Please help me with this! This could be such an amazing flowering orchid IF they ever open!

Thank you

Comments (2)

  • arthurm
    11 years ago

    Hello JoAnn, firstly this business of cutting back to a node. I tell people at orchid shows to do that but only because most of them are only buying the plant as a cheap bunch of flowers.
    I am just about to cut a spike off at the base because the blooms have been out for three months and i want the plant to put some effort into growing some new leaves.
    If you look at the Phalaenopsis Hybrids at orchid shows you will be hard pressed to find any blooms on secondary spikes.
    Despite what some vendors will tell you Phalaenopsis are difficult and you need to adapt culture according to where you in the USA , maybe something in your summer growing conditions is causing the buds to abort. You didn't say exactly but i am assuming that all your other Phals are fine.

  • ssuarkc
    11 years ago

    Well, I'm not an expert, but my little bit of experience is quite the opposite of a problem to yours - mine won't stop blooming and tend to hang onto their blossoms for months and then as they finally start to wane, out pops a new branch with buds on it. I posted this in another thread - I'm getting a bit desperate to re-pot 2 of them. They've been nonstop blooming since November.

    I think you're still mothering yours too much. I tend to neglect mine - although now in retrospect, perhaps that's why mine won't stop blooming and rest for a while! Hmmm.

    I find the Phals easier than my hoya to grow - which I had to nurse along for 20 years before the thing finally bloomed for me and now even its going bloom-crazy.
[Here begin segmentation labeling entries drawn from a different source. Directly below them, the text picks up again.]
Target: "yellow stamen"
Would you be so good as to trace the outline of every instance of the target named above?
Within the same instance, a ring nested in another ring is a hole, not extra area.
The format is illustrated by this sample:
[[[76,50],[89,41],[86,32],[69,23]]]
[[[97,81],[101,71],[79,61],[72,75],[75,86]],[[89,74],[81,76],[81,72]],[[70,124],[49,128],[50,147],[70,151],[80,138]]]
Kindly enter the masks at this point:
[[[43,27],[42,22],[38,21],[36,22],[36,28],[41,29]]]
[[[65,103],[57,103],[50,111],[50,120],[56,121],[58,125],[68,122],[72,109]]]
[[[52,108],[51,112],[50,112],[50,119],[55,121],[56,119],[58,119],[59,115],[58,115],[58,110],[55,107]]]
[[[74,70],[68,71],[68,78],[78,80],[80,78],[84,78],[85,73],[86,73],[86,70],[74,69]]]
    Once in a while I happen to notice the Phals are wilting and then I'll quickly zip some water into them and that's about it. Half the time I forget to fertilize too.

    I have 1 phal that is in bark medium, 2 are still in the moss pots that they came in from the store. The 2 that are in clear plastic/moss pots, I watch the water dribble on through and come out the bottom and then I stop. The one that is in bark, I dunk the pot in a bowl of water right up to the brim for 30 minutes, then lift out and stick back in the window... maybe once every 2 weeks? In between I might dribble a 1/4 cup worth of water into it if it's been particularly hot/dry weather. Maybe that's just my bunch, but they don't seem to care one way or the other. I never mist mine either.

    That all being said, my orchids live with a large number of plants in a very large picture-bay window that has a curtain covering them at night so it can be rather naturally humid in there. The phals sit in an east-northeast portion of the window and get about 4-5 hours of morning sunlight dappled through blinds.